Purpose: Expert manual labeling is the gold standard for image segmentation, but this process is difficult, time-consuming, and prone to inter-individual differences. While fully automated methods have successfully targeted many anatomies, automated methods have not yet been developed for numerous essential structures (e.g., the internal structure of the spinal cord as seen on magnetic resonance imaging). Collaborative labeling is a new paradigm that offers a robust alternative that may realize both the throughput of automation and the guidance of experts. Yet, distributing manual labeling expertise across individuals and sites introduces potential human factors concerns (e.g., training, software usability) and statistical considerations (e.g., fusion of information, assessment of confidence, bias) that must be further explored. During the labeling process, it is simple to ask raters to self-assess the confidence of their labels, but this is rarely done and has not been previously quantitatively studied. Herein, the authors explore the utility of self-assessment in relation to automated assessment of rater performance in the context of statistical fusion.
Methods: The authors conducted a study of 66 volumes manually labeled by 75 minimally trained human raters recruited from the university undergraduate population. Raters were given 15 min of training during which they were shown examples of correct segmentation, and the online segmentation tool was demonstrated. The volumes were labeled 2D slice-wise, and the slices were unordered. A self-assessed quality metric was produced by raters for each slice by marking a confidence bar superimposed on the slice. Volumes produced by both voting and statistical fusion algorithms were compared against a set of expert segmentations of the same volumes.

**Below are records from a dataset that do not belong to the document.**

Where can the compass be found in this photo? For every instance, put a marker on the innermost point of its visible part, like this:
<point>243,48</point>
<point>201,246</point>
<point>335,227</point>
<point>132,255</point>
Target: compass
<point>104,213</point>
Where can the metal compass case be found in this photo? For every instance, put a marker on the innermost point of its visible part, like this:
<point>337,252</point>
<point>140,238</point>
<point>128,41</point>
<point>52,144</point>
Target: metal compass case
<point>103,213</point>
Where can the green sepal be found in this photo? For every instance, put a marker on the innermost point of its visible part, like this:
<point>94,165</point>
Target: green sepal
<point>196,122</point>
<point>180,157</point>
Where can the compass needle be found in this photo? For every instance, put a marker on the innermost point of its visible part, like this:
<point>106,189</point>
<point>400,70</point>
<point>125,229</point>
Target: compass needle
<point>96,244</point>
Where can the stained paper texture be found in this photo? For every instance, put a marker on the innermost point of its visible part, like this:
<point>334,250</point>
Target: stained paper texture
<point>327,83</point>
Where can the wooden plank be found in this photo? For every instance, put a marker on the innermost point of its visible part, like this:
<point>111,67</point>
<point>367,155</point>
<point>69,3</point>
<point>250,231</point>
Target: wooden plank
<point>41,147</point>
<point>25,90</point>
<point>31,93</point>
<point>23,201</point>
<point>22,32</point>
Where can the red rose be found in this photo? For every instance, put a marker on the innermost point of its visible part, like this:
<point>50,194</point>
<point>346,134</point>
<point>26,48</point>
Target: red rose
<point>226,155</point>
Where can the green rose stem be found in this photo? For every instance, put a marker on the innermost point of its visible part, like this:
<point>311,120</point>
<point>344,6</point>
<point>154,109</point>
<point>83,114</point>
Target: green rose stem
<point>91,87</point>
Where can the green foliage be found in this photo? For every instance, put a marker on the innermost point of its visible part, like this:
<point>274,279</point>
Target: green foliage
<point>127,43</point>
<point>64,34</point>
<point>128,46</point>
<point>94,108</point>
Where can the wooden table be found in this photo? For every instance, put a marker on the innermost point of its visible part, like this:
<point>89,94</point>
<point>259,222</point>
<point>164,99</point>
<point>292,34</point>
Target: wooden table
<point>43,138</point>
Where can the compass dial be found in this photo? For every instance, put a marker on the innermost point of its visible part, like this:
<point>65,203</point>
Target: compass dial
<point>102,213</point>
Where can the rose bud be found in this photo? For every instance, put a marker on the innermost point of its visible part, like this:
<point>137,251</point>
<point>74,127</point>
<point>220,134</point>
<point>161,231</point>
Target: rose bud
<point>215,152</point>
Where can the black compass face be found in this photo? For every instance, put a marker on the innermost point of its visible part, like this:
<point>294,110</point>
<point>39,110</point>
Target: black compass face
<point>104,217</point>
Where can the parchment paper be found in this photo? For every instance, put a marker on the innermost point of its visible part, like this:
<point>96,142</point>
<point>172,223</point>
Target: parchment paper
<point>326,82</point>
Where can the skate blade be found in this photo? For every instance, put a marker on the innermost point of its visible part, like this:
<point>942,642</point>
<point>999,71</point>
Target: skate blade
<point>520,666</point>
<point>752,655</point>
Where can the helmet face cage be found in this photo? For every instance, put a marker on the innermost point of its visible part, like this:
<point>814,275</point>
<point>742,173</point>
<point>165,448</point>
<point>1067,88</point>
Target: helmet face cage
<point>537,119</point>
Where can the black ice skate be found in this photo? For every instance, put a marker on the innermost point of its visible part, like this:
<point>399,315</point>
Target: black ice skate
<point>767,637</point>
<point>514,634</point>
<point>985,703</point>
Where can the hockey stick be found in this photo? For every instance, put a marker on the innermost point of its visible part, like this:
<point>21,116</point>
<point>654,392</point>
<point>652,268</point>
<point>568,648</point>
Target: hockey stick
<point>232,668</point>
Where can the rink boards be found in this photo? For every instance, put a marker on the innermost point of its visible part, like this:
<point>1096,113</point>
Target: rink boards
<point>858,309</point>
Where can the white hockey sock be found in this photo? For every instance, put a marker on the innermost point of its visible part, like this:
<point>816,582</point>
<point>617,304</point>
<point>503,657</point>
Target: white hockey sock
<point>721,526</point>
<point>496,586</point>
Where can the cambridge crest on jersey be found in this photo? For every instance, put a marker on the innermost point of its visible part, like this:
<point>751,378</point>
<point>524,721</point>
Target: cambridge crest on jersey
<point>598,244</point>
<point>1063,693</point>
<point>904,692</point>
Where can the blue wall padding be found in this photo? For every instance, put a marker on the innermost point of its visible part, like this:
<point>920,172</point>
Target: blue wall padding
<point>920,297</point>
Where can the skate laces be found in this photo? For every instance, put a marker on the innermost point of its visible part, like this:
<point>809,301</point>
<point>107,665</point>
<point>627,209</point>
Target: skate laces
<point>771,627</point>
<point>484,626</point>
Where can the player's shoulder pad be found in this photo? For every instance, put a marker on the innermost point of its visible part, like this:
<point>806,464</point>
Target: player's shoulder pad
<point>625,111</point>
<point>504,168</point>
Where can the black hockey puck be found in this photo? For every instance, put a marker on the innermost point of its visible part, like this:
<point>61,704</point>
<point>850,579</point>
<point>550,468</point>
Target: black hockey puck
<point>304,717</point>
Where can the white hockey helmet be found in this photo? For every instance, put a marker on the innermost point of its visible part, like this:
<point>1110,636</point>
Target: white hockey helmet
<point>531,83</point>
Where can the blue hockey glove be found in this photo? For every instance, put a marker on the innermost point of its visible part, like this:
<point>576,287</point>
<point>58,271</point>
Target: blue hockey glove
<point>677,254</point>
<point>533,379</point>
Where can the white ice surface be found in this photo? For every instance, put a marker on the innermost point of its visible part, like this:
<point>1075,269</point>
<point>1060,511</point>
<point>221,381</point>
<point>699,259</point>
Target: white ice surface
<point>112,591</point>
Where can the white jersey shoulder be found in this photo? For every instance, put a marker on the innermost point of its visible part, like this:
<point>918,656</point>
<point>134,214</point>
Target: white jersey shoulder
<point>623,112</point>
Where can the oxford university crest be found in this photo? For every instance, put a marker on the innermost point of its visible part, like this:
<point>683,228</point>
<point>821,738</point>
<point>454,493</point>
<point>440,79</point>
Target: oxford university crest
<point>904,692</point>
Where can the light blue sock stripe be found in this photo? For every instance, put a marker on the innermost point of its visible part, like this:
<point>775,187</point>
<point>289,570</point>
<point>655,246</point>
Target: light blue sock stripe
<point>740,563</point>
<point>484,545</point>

Results: Labels for 8825 distinct slices were obtained. Simple majority voting resulted in statistically poorer performance than voting weighted by self-assessed performance. Statistical fusion resulted in statistically indistinguishable performance from self-assessed weighted voting. The authors developed a new theoretical basis for using self-assessed performance in the framework of statistical fusion and demonstrated that the combined sources of information (both statistical assessment and self-assessment) yielded statistically significant improvement over the methods considered separately.
Conclusions: The authors present the first systematic characterization of self-assessed performance in manual labeling. The authors demonstrate that self-assessment and statistical fusion yield similar, but complementary, benefits for label fusion. Finally, the authors present a new theoretical basis for combining self-assessments with statistical label fusion.